SEMINARI INTERNAZIONALI ESTIVI
JACOPO DA BOLOGNA

una iniziativa a sostegno dello studio del tardo Medioevo musicale, rivolta a giovani studiosi qualificati
an initiative in support of the study of late Medieval music, addressed to young scholars

promossa da / promoted by
Giuliano Di Bacco (Università di Bologna), direttore
Margaret Bent (All Souls College, Oxford)
Francesco Facchin (Conservatorio e Università di Padova)
John Nádas (University of North Carolina, Chapel Hill)
Cesarino Ruini (Università di Bologna)
Anne Stone (City University of New York)  

realizzata grazie al sostegno di / realized thanks to the support of
Villa I Tatti - The Harvard University Center for Italian Renaissance Studies, Firenze
Alma Mater Studiorum Università di Bologna
Associazione culturale “Il Saggiatore musicale”
 

alla collaborazione di / the collaboration of
Dipartimento di Musica e Spettacolo, Bologna
Dipartimento di Storie e Metodi per la Conservazione dei Beni culturali, Ravenna
Comune di Dozza (Bologna)
LIM - Libreria musicale italiana , Lucca
Santa Reparata International School of Art , Firenze  

alla partecipazione di / the partecipation of
Alessandra Fiori (Università di Bologna)
Teresa De Robertis (Università di Firenze)
Sean Gallagher (Harvard University)
Donato Gallo (Università di Padova)
Andrea Gamberini (Università di Milano)
Ugo Giani (Libreria musicale italiana, Lucca)
Jan W. Herlinger (Louisiana State University, Baton Rouge)
Pedro Memelsdorff (Civica Scuola di Musica di Milano)
David Peterson (Washington and Lee University, Lexington)
Alejandro E. Planchart (University of Calfornia, Santa Barbara)
Yolanda Plumley (University College, Cork)
Federica Toniolo (Università di Padova)
 

 
Primo programma triennale 2001-2003
La polifonia d'arte nella storia e nella cultura del tardo medioevo italiano  



Seminario 2001
Intorno al codice Modena, Alpha.M.5.24 (ModA)  

Seminario 2002
Intorno al codice Bologna Q15  

Seminario 2003
Intorno al codice San Lorenzo 2211

 

 

 
Primo programma triennale 2001-2003 / 2001-2003 Program

La polifonia d'arte nella storia e nella cultura del tardo medioevo italiano
Art polyphony in the history and culture of Late Medieval Italy

I seminari “Jacopo da Bologna” vogliono costituire un appuntamento annuale fra generazioni di studiosi di storia della musica del tardo medioevo italiano.
Ogni estate una ricerca prossima alla pubblicazione è posta al centro di un incontro di studio, ed al suo autore affidato il coordinamento scientifico. L'intervento di altri esperti dell'argomento e di studiosi di altre discipline è anche l'occasione per un confronto fra le metodologie d'indagine storica adottate nella musicologia e nei campi affini.

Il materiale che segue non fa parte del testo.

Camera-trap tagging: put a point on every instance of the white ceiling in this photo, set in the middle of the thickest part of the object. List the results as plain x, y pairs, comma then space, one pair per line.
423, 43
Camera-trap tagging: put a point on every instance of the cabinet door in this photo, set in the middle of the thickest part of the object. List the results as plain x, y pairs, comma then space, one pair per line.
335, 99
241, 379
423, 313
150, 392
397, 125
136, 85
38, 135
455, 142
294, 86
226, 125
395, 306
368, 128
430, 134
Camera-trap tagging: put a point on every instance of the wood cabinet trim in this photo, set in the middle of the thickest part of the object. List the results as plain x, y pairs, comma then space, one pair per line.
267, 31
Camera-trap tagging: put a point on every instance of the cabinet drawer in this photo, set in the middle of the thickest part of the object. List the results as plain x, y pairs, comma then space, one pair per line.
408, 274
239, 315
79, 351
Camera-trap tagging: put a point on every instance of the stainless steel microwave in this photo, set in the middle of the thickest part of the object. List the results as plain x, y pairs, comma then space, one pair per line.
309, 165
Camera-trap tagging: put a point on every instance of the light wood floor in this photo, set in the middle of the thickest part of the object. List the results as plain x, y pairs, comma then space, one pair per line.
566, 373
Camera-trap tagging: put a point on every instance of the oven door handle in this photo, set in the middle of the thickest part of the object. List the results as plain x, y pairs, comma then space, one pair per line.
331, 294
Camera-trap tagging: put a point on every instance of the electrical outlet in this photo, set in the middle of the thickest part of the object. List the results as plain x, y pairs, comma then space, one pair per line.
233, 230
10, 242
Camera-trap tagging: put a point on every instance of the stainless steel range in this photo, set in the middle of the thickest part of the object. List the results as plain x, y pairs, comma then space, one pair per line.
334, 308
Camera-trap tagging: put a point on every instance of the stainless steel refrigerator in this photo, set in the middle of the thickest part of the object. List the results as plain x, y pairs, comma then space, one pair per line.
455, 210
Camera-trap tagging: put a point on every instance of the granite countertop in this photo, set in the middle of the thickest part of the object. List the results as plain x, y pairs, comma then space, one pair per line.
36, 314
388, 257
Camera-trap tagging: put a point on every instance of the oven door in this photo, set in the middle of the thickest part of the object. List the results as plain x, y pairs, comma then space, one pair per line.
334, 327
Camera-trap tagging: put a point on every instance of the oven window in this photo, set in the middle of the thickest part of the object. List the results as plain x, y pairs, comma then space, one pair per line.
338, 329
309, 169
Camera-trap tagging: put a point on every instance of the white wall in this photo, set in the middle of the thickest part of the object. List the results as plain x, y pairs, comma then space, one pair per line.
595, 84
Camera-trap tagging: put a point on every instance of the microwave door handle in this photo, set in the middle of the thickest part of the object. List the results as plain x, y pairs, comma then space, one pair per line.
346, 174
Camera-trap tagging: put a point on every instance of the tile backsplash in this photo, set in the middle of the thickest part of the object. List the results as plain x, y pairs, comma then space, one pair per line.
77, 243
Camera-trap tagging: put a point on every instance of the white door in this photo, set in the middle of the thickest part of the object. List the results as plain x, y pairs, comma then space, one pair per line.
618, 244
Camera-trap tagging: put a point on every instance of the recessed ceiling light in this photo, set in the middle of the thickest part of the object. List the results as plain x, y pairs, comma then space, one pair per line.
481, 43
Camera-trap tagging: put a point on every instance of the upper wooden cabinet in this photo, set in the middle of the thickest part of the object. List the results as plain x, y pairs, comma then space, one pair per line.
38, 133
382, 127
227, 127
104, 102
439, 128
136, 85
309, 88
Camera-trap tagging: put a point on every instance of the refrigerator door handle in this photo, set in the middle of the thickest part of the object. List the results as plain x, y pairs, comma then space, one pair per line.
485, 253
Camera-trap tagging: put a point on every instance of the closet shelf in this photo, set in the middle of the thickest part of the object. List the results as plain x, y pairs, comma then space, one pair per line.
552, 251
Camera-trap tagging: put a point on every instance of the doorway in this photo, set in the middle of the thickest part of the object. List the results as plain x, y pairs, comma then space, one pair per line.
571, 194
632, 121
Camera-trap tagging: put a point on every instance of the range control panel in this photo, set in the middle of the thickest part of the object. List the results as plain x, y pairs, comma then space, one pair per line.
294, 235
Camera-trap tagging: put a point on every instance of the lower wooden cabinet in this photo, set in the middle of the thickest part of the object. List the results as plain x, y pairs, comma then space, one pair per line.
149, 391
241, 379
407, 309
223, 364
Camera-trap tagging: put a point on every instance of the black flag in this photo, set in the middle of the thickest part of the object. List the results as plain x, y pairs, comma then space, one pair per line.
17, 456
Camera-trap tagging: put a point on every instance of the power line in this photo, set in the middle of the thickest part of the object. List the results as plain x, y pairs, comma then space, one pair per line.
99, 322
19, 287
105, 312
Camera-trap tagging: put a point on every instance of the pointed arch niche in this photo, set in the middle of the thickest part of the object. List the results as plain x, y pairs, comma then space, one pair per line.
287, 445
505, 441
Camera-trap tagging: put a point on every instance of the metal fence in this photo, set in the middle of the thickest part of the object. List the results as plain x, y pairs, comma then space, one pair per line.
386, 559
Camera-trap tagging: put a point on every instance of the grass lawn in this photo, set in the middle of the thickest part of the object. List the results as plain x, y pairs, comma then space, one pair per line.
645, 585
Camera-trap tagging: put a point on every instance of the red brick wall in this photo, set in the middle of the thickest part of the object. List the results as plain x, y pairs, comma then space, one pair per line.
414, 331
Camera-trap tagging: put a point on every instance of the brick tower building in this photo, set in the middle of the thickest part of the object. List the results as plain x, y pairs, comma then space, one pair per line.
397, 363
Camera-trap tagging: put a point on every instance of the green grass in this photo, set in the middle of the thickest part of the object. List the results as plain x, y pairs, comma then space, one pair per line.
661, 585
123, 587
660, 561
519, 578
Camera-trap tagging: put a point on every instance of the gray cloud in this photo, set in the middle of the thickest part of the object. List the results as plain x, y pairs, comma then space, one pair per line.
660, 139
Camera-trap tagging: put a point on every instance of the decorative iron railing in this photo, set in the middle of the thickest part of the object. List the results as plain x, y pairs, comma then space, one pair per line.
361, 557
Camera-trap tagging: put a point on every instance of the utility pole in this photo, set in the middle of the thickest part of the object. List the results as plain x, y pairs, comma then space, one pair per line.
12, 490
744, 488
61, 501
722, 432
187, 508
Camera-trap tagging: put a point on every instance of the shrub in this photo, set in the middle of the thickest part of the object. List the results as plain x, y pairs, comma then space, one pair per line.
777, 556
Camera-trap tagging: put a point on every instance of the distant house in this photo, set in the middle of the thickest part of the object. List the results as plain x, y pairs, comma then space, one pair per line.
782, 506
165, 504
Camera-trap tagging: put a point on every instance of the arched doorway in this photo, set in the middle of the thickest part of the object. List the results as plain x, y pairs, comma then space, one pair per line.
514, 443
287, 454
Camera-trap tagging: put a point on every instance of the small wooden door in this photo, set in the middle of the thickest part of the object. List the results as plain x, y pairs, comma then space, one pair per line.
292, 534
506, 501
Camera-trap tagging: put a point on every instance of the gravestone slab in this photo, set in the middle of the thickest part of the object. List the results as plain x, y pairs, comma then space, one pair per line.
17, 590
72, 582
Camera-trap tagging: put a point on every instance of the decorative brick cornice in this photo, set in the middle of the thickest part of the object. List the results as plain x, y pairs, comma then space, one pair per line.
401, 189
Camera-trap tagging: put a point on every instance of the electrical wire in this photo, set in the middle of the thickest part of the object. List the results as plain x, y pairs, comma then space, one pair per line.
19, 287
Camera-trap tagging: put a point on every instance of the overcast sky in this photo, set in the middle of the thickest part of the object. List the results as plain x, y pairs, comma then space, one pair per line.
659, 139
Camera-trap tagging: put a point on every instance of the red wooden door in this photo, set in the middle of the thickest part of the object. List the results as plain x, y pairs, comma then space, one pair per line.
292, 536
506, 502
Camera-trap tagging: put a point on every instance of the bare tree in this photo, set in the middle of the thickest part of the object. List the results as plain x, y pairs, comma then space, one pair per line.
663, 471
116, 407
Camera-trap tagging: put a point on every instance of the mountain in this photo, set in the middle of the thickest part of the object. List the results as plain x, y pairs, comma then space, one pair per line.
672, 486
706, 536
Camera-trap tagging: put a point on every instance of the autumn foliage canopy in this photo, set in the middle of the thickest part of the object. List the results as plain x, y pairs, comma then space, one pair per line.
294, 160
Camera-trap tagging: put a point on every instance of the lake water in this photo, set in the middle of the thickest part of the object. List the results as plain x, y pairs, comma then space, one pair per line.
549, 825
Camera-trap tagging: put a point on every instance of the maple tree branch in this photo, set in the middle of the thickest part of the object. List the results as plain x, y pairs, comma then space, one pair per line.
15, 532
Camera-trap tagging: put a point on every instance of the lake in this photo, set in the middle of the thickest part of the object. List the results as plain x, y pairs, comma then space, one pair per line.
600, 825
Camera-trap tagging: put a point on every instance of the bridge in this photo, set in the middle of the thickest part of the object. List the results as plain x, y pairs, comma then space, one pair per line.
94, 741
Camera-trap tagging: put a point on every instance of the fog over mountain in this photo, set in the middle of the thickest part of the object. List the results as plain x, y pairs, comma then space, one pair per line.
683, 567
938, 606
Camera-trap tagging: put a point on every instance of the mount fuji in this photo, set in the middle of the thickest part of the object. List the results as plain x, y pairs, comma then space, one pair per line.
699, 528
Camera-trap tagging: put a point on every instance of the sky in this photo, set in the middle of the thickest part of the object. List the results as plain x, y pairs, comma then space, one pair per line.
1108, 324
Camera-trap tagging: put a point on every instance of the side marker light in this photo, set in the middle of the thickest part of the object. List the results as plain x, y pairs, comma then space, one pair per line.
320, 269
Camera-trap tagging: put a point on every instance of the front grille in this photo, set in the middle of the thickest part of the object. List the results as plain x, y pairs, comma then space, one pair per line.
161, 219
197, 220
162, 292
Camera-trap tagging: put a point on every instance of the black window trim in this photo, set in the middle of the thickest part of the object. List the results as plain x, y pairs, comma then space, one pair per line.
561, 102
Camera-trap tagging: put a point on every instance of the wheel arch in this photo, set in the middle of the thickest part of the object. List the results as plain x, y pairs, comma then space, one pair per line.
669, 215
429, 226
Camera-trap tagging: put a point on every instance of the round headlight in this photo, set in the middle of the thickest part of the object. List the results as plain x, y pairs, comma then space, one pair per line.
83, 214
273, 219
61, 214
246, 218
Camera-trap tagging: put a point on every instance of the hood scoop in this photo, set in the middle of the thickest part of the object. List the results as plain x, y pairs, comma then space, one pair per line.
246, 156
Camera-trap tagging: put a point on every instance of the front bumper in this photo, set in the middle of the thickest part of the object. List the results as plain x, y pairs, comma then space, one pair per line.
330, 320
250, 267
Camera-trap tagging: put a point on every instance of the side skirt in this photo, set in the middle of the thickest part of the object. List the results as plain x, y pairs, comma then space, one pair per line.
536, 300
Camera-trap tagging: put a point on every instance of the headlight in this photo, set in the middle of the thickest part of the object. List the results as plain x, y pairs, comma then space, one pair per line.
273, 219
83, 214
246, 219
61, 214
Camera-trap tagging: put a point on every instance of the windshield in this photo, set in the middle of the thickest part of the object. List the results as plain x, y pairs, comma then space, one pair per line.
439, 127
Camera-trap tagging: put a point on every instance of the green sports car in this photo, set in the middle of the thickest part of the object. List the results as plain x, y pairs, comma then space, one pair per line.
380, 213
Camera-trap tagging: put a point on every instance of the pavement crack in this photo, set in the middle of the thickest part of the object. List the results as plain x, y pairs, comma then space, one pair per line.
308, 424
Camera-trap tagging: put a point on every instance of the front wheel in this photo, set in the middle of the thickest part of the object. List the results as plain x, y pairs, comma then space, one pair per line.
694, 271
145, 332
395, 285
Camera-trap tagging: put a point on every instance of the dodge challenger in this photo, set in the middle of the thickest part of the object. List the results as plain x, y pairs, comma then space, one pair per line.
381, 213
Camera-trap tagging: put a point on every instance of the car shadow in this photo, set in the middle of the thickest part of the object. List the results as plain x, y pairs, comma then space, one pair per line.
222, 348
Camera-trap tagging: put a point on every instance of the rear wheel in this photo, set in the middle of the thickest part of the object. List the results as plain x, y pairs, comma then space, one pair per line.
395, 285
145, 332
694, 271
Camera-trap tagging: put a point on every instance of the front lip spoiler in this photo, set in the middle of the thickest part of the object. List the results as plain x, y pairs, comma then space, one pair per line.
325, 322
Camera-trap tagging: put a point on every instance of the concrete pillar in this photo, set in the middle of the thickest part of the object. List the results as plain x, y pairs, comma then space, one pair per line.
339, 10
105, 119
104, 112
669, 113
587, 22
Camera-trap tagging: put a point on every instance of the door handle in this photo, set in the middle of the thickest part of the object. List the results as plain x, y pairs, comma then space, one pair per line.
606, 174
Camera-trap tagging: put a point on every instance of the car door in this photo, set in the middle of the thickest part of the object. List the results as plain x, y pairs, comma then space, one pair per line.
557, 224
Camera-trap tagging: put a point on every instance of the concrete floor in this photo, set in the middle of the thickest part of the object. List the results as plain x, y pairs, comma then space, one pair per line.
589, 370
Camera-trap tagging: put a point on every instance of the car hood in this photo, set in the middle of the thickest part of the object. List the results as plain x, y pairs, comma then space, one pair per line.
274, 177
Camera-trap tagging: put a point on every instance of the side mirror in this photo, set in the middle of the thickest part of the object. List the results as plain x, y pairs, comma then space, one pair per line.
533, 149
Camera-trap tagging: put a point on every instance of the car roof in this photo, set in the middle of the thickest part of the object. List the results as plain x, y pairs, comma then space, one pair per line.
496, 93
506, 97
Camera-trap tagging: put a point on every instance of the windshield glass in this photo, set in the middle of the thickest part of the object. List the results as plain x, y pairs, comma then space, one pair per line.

Oggetto del primo ciclo di seminari sono le ricerche su tre preziosi documenti della musica colta del primo Quattrocento, importanti testimoni di polifonia su testo latino, francese e italiano: Modena, Biblioteca Estense Universitaria, Alpha.M.5.24; Bologna, Civico Museo Bibliografico Musicale, Q.15; Firenze, Archivio Capitolare di San Lorenzo, 2211.

Di tali codici è prevista la pubblicazione di riproduzioni fotografiche a colori, con saggi introduttivi rispettivamente a cura di Anne Stone, Margaret Bent, John Nádas, studiosi che da diversi anni sono impegnati nella loro sistematica rivisitazione.
Il proporre all'attenzione di giovani ricercatori ricerche ancora inedite vuol essere stimolo al confronto aperto e costruttivo, nonché occasione per discutere di vecchie e nuove posizioni storiografiche, con l'obiettivo di una più completa contestualizzazione del documento materiale in una 'storia musicale' propriamente detta.
I seminari sono concepiti in forma residenziale per favorire la circolazione delle idee, il confronto serrato, la collaborazione fra ricercatori.

Un caloroso ringraziamento è dovuto a Villa I Tatti - The Harvard University Center for Italian Renaissance Studies, Firenze, grazie al cui fondamentale contributo (con il suo Lila Wallace Special Project Fund ) ha preso avvio l'organizzazione di questi seminari.
L'ulteriore supporto da parte dell'Alma Mater Studiorum - Università di Bologna dell'Associazione culturale “Il Saggiatore musicale”, nonché dell'Amministrazione comunale di Dozza ha reso possibile l'estensione del programma ad un ciclo triennale, mentre l'ospitalità di Dozza ridente borgo sulle colline bolognesi, ha contribuito al successo pieno dell'iniziativa.